Sadly people that are in the world cannot even see the destruction their sinful lifestyle will bring them. Two month after my encounter with Jesus another defining moment occurred where He clearly gave me direction for the rest of my life. This was one of my greatest moments in my life. I received a vision from God that was for me a hundred times more important than rugby ever was in my life. The vision God gave me was to promote the Gospel on sport balls, displaying it with different relevant colours. At the time I as listening to some worship music and reading the Bible when God got my attention, and gave me this amazing vision.
This was the Scripture form the Bible that confirmed God’s plan for my life that I was reading when I received the vision. For you created my inmost being; you knit me together in my mother’s womb. I praise you because I am fearfully and wonderfully made; your works are wonderful, I know that full well. My frame was not hidden from you when I was made in the secret place, when I was woven together in the depths of the earth.

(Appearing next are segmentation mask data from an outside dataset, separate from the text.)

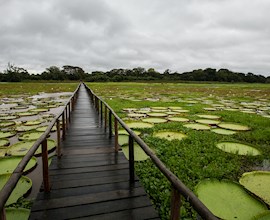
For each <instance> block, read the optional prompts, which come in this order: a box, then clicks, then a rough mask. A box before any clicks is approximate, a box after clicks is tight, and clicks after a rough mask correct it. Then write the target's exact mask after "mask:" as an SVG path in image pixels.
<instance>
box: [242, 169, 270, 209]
mask: <svg viewBox="0 0 270 220" xmlns="http://www.w3.org/2000/svg"><path fill="white" fill-rule="evenodd" d="M239 182H240V184H241V185H243V186H244V187H245V188H246V189H248V190H249V191H250V192H252V193H254V194H255V195H256V196H258V197H260V198H261V199H262V200H263V201H264V202H265V203H267V204H268V205H270V172H267V171H253V172H248V173H244V174H243V175H242V177H241V178H240V180H239Z"/></svg>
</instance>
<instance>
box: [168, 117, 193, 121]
mask: <svg viewBox="0 0 270 220" xmlns="http://www.w3.org/2000/svg"><path fill="white" fill-rule="evenodd" d="M167 119H168V120H169V121H175V122H188V121H189V119H188V118H183V117H169V118H167Z"/></svg>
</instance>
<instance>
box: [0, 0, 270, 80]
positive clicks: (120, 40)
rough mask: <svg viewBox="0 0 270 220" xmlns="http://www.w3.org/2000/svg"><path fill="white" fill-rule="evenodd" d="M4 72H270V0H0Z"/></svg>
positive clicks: (3, 68)
mask: <svg viewBox="0 0 270 220" xmlns="http://www.w3.org/2000/svg"><path fill="white" fill-rule="evenodd" d="M0 15H1V19H0V71H2V70H4V69H6V67H7V64H8V62H10V63H12V64H15V65H16V66H19V67H23V68H26V69H27V70H28V71H29V72H30V73H32V72H35V71H36V72H42V71H44V70H45V69H46V68H47V67H50V66H58V67H62V66H63V65H66V64H67V65H74V66H80V67H82V68H83V69H84V70H85V71H88V72H91V71H93V70H110V69H114V68H134V67H139V66H140V67H144V68H146V69H148V68H150V67H153V68H155V69H156V70H158V71H161V72H163V71H164V70H166V69H170V70H171V71H177V72H180V73H181V72H184V71H191V70H193V69H198V68H202V69H204V68H207V67H213V68H217V69H219V68H227V69H230V70H233V71H239V72H243V73H247V72H253V73H255V74H262V75H265V76H270V0H257V1H256V0H0Z"/></svg>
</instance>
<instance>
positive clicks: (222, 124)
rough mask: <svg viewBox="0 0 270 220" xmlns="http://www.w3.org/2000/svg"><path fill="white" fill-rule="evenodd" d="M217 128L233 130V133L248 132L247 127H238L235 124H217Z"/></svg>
mask: <svg viewBox="0 0 270 220" xmlns="http://www.w3.org/2000/svg"><path fill="white" fill-rule="evenodd" d="M218 126H219V127H220V128H224V129H229V130H234V131H248V130H250V128H249V127H248V126H245V125H240V124H236V123H225V122H222V123H220V124H218Z"/></svg>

Your eyes saw my unformed body; all the days ordained for me were written in your book before one of them came to be. How precious to me are your thoughts, God! How vast is the sum of them! Were I to count them, they would outnumber the grains of sand – when I awake, I am still with you. Psalm 139:13-18
I started ‘Sportballs for Christ’ through a financial blessing from a local businessman. Through these sponsored funds I purchased one hundred and fifty soccer and one hundred and fifty rugby balls which we gave away at various outreaches. Through this the ministry was birthed. It was very early days but I was glad to have started.
God had opened up the whole world to me to use sport balls to reach out to countries that played rugby, soccer and netball. I thanked God for this vision however it does not belong to me but to our Heavenly Father,
Just as our living ball, Earth, is for everyone to enjoy.

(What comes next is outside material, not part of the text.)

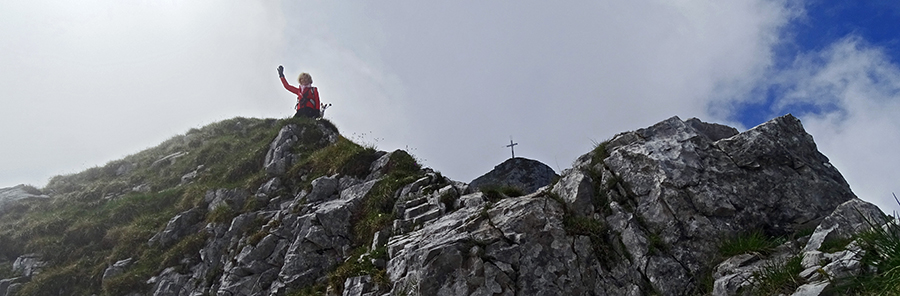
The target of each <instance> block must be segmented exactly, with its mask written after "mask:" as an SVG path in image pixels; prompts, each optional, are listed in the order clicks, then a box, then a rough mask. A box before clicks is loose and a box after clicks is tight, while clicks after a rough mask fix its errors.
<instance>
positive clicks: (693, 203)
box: [0, 115, 887, 296]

At the time, I prayed to Jesus to send me like minded people who had a similar passion and love for God as I did.
Around November 2002, I was invited for an interview at Radio Pulpit. Listening to the interview was Franna Cillie, who currently plays a huge role in Living Ball.
Now promoting the Gospel through sports balls is my life vision and passion. I believe that it is important that we should ask God for what His calling is for our life and what does He want from us.
In 2005 it was decided through wise counsel and advice to change the name from ‘Sportballs for Christ’ to Living Ball. My heart was now more focussed in the ministry which was my passion and no longer playing rugby.